Beyond institutional autonomy, Tamil Nadu’s repeated objections to NEET have further highlighted the absurdity (besides its lack of constitutionality) of finding centralised solutions to governance challenges in a diverse country. NEET has undermined TN’s perfectly functional policy of medical college admissions linked to school examination scores, creating in its wake an admissions process that biases against rural and poorer students who study in the state board and favours those who can afford coaching classes (99% successful candidates in 2020). What is necessary for Bihar does not apply to Tamil Nadu, and vice versa. But what is equally important is, with notable exceptions like Tamil Nadu, most states have failed to raise any concerns about this kind of centralisation, even as their students suffer. The worst peril of centralisation is that it allows governments at all levels to abdicate responsibility and pass the buck.

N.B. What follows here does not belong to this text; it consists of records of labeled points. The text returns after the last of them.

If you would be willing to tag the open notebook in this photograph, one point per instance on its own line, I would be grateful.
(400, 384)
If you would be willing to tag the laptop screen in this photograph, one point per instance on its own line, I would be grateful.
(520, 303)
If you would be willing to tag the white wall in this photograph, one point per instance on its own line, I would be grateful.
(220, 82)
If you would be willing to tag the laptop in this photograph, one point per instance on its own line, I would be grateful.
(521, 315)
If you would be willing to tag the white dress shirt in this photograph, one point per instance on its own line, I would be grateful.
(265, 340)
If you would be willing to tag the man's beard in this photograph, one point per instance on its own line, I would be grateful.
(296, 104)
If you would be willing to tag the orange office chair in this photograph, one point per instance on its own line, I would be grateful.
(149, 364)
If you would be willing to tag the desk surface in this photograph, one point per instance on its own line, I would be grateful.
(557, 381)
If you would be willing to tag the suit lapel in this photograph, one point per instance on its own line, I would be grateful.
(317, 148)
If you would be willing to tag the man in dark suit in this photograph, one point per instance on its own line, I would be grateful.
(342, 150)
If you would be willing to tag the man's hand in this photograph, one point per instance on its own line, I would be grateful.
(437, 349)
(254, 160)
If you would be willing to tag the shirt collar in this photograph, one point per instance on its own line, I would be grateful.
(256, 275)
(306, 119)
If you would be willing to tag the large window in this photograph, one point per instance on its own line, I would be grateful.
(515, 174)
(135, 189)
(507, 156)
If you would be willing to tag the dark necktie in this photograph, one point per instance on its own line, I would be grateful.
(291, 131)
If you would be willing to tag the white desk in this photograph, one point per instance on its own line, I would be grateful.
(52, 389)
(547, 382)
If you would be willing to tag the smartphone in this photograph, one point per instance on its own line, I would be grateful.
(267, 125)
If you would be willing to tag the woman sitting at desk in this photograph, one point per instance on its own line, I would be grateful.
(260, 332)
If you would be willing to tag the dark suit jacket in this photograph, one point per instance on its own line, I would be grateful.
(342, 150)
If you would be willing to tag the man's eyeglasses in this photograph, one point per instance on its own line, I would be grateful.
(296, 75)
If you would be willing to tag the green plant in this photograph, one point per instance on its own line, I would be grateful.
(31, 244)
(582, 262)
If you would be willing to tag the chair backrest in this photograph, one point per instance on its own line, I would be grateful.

In the end, behemoths like the NTA simply cannot implement a complex task like multiple entrance exams that requires combining local knowledge with specialised pedagogical skills. It is instructive that these issues were raised by educationists when the idea of the NTA was mooted in 2013 by the then UPA government, but no policymaker chose to take heed. And in 2017, in the rush to set up the NTA and make a headline splash, no consideration was given even to basic human resource issues -- what kind of qualifications, experience, capacity is needed to design and conduct such complex exams? The NTAs incompetence would be laughable if its consequences were not so tragic.

Ultimately, “maximum governance” requires deliberative, rational, cooperative, decision-making and open government. It requires careful engagement with root causes rather than succumbing to the temptation to centralise. This is exactly what our policymaking ecosystem, especially the administrative culture promoted by Modi, has no patience for. Thus, we are condemned to live with the national shame of paper leaks. But for the ray of hope that our brave students who’ve taken to the streets, fighting for their rights, have given us. Democracy is still alive and may be, there is hope yet.